One initiative, led by Dr. Christine Chen, is the MaplesFS Get Active Challenge 2015, which will include 15 overweight or obese children, between ages 11 and 18, and take them through an intensive 12-week program aimed at changing their lifestyles.
The program involves fitness training, advice on reading food labels, a farm tour and learning to make fruit shakes and fresh salads with chefs at Ortanique.
Dr. Chen, who was recruiting youngsters for the program on Saturday, said the aim is to work with them to change their habits and show them that eating healthy and exercising can be fun.
“We’re starting to find more kids with pre-diabetes, hypertension, some with diabetes. This is directly linked to being overweight or obese.
“The program is about trying to get these kids more interested in health. It is about creating good habits that will last, we don’t want them to focus only on the numbers.”
Dr. Yin said the medical profession is making a coordinated effort to tackle the causes of chronic diseases.
“The risk factors are the same in all those diseases, so we are going after that,” she said.
Dr. Diane Hislop-Chestnut of the Cayman Islands Children’s Health Task Force said tackling obesity among school-age children is a key priority.
She said the task force has begun to target much younger children with healthy lifestyle messages after local studies showed it was harder to change ingrained habits of teenagers.
“If you get to the kids when they are younger, it is much more effective. You need to get the parents involved too because the kids are not the ones doing the supermarket shopping,” she added.
According to local statistics, around 15 percent of children starting school are already overweight or obese. That figure rises to more than a third of children at ages 10 to 14.

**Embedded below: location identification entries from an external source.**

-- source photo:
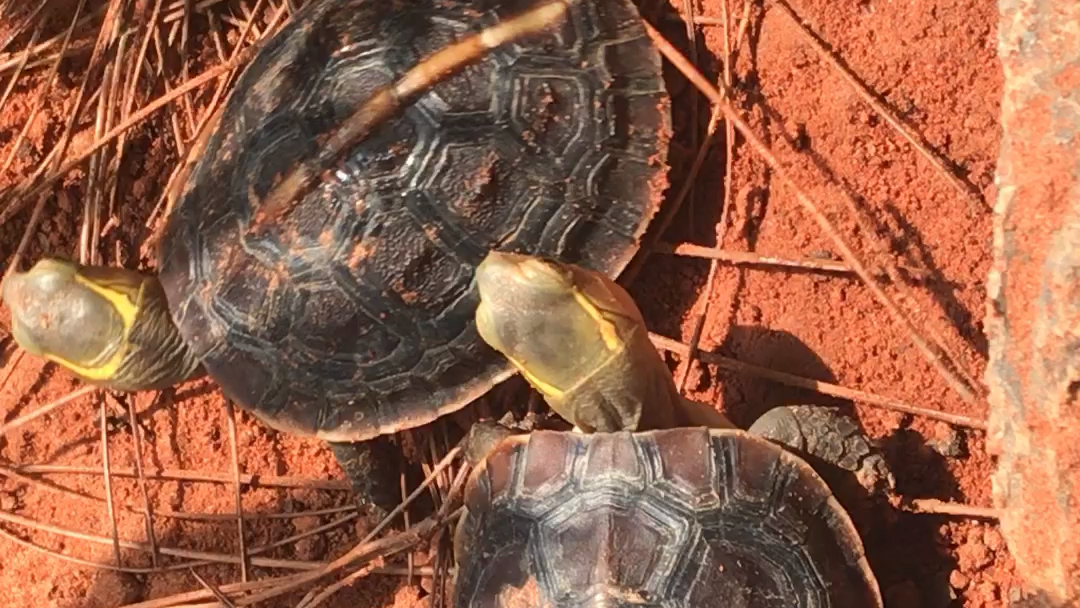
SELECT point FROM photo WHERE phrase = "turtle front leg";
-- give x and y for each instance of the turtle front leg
(373, 469)
(828, 436)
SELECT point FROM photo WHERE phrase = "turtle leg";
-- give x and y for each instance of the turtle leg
(827, 436)
(372, 467)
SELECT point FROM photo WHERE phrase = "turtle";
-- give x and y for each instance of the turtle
(680, 516)
(316, 260)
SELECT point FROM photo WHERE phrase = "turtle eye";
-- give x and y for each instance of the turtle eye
(544, 272)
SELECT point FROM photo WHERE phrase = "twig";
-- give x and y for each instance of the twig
(4, 429)
(197, 555)
(932, 505)
(110, 512)
(818, 386)
(12, 365)
(231, 422)
(751, 258)
(932, 356)
(173, 475)
(148, 517)
(217, 593)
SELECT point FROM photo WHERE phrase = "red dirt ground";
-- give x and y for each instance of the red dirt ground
(932, 61)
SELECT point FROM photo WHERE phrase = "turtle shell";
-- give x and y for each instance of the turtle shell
(352, 315)
(684, 517)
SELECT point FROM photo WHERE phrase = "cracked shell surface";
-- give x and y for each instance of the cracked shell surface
(352, 316)
(684, 517)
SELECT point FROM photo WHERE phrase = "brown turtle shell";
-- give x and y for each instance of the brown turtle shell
(684, 517)
(352, 314)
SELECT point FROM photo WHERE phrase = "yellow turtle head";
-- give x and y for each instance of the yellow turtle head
(576, 336)
(110, 326)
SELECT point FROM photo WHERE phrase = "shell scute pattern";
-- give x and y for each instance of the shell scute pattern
(382, 247)
(679, 517)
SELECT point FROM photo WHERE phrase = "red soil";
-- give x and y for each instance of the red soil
(931, 61)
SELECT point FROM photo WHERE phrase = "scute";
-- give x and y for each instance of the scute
(550, 146)
(698, 532)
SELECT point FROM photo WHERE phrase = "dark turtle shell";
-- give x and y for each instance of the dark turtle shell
(352, 315)
(684, 517)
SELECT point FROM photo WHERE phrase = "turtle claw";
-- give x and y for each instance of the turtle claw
(831, 437)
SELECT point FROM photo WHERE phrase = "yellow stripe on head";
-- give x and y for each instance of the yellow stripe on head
(608, 333)
(125, 301)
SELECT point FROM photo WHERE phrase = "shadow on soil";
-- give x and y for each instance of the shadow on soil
(914, 257)
(667, 285)
(904, 550)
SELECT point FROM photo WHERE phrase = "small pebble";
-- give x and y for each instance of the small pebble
(946, 441)
(958, 579)
(9, 502)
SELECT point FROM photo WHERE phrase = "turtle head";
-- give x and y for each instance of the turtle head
(110, 326)
(576, 336)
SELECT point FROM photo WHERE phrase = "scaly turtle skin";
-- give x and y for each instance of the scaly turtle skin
(676, 517)
(318, 261)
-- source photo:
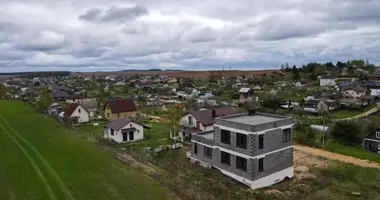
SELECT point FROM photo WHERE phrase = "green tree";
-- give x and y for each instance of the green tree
(323, 111)
(45, 99)
(3, 91)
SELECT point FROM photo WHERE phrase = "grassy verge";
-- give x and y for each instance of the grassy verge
(86, 171)
(356, 152)
(341, 114)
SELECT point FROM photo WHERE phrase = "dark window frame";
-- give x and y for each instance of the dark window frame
(287, 135)
(261, 141)
(207, 152)
(261, 165)
(241, 163)
(225, 136)
(225, 158)
(241, 140)
(195, 148)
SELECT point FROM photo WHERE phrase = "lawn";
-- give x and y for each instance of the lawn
(356, 152)
(156, 136)
(48, 161)
(341, 114)
(97, 131)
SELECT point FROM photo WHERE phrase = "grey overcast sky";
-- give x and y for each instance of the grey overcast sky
(101, 35)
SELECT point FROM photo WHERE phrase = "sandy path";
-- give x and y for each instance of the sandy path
(339, 157)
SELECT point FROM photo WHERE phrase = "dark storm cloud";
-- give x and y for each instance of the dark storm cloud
(114, 14)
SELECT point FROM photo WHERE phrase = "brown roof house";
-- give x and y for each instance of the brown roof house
(201, 120)
(76, 113)
(119, 108)
(124, 130)
(355, 92)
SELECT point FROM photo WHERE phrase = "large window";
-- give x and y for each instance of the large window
(261, 164)
(261, 141)
(287, 135)
(241, 163)
(190, 120)
(208, 152)
(241, 141)
(225, 136)
(225, 158)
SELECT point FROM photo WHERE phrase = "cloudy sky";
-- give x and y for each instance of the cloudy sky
(100, 35)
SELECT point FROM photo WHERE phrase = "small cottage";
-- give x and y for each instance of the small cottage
(372, 142)
(76, 113)
(124, 130)
(119, 108)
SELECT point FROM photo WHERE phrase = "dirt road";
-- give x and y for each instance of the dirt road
(339, 157)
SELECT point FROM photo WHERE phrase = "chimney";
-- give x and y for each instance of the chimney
(251, 111)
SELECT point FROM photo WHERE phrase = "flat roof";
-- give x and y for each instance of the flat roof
(255, 119)
(207, 135)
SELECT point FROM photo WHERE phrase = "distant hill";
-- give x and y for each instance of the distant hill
(151, 70)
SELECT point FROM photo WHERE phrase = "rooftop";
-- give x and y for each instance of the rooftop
(208, 135)
(255, 119)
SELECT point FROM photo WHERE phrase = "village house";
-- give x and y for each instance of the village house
(119, 108)
(372, 142)
(77, 113)
(201, 120)
(355, 92)
(373, 86)
(246, 94)
(255, 149)
(327, 82)
(124, 130)
(60, 95)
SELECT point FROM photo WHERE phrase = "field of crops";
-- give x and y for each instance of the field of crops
(41, 159)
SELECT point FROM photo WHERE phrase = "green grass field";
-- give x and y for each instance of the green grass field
(41, 159)
(341, 114)
(356, 152)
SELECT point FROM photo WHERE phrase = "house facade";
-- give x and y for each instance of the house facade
(246, 94)
(119, 108)
(372, 142)
(255, 149)
(327, 82)
(355, 92)
(123, 130)
(77, 111)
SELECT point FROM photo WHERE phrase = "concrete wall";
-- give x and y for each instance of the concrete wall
(201, 139)
(254, 128)
(232, 168)
(272, 139)
(200, 155)
(273, 162)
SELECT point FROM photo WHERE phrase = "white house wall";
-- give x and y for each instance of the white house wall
(118, 136)
(375, 92)
(83, 115)
(327, 82)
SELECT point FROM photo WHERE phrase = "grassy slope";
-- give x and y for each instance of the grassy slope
(88, 173)
(352, 151)
(341, 114)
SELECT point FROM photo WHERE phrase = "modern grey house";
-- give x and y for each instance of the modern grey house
(255, 149)
(372, 142)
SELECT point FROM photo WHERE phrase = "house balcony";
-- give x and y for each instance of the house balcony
(204, 137)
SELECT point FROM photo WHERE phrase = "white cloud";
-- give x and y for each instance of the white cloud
(115, 34)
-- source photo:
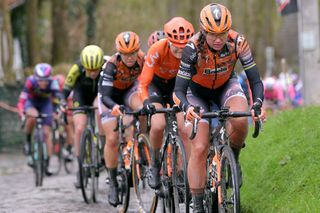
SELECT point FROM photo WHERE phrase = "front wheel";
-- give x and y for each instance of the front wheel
(140, 172)
(86, 168)
(179, 178)
(228, 189)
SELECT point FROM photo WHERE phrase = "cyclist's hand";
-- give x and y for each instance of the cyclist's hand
(149, 109)
(63, 105)
(257, 112)
(191, 115)
(116, 111)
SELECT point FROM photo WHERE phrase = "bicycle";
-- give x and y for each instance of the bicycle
(174, 190)
(140, 160)
(89, 160)
(222, 190)
(60, 154)
(39, 149)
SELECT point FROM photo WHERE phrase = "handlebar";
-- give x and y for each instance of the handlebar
(223, 114)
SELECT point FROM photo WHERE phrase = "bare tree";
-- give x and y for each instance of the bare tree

Dr. Hislop said children who are overweight early in life are likely to be the same ones suffering from heart disease in their 30s and 40s.
Such conditions have implications for financial wellbeing too.
“Primary prevention in the long run is more cost effective,” added Dr. Chen.
“Who wants to take insulin injections or tablets all their life and have to pay to do it?”
One challenge doctors identify is the high cost of eating healthy. Dr. Yin believes more needs to be done to cut the cost of fruits and vegetables in the Cayman Islands.
“We want to encourage the government to see how we can reduce the prices on fruit and vegetables. I am not sure why it is so expensive. What is causing it, and how can we help reduce it?
“Patients are telling us they can’t afford to buy fruits and vegetables when they can get a bucket of chicken from KFC and feed the whole family.”